Policy Analysts Elizabeth Frost and Angela Glowacki of the Energy Resilience Program at the Research Institute for Democracy, Society, and Emerging Technology (DSET), together with Non-Resident Fellow Chia-Shen Tsai, recently contributed an article titled “Beijing’s Growing Power Over Global Gas Markets” to the Jamestown Foundation’s journal China Brief, examining China’s accelerating influence in global natural gas markets. The piece outlines how Beijing is employing a dual-track strategy—expanding both liquefied natural gas (LNG) and pipeline gas infrastructure—to enhance its geopolitical influence, with implications for global energy security and regional stability.

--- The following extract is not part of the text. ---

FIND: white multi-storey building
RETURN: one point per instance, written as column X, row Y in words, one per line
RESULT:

The authors highlight that China’s LNG re-exports surged nearly 770 percent from 2024 to 2025, signaling a shift from a traditional end-user to a more active market operator with the ability to redirect supplies. Through stockpiling, arbitrage, and re-exporting, Beijing can shape regional LNG price dynamics and maintain greater strategic maneuverability amid market fluctuations. China, now the world’s largest LNG importer, is also rapidly expanding storage capacity and its fleet of LNG carriers, further enhancing its supply flexibility.
The op-ed notes that China’s diversification of import sources is driven by several considerations: closing domestic supply gaps, securing competitive prices, responding to U.S.–China trade tensions, and deepening cooperation with overseas energy partners. Although domestic production has grown in recent years, maintaining a self-sufficiency rate of around 60 percent, demand has risen even more quickly, keeping China heavily dependent on both LNG and pipeline imports.
On pipeline gas, the authors review progress on the “Power of Siberia 2” project between China and Russia and underscore the continued importance of China’s Central Asian supply network, including cooperation with Turkmenistan. In 2024, China imported roughly 71 billion cubic meters of pipeline gas, primarily through the Central Asia A/B/C lines, the existing Power of Siberia pipeline, and the China–Myanmar pipeline.
The article also points to China’s recent purchases of Russian LNG, despite U.S. sanctions, as evidence that Beijing’s energy procurement decisions operate outside the bounds of U.S. sanctions frameworks. At the same time, the authors note that China remains cautious in its long-term cooperation with Russia. While Moscow is eager to secure new markets, Beijing continues to advance cooperation at a measured pace, diversifying sources and preserving flexibility to avoid overreliance on any single supplier.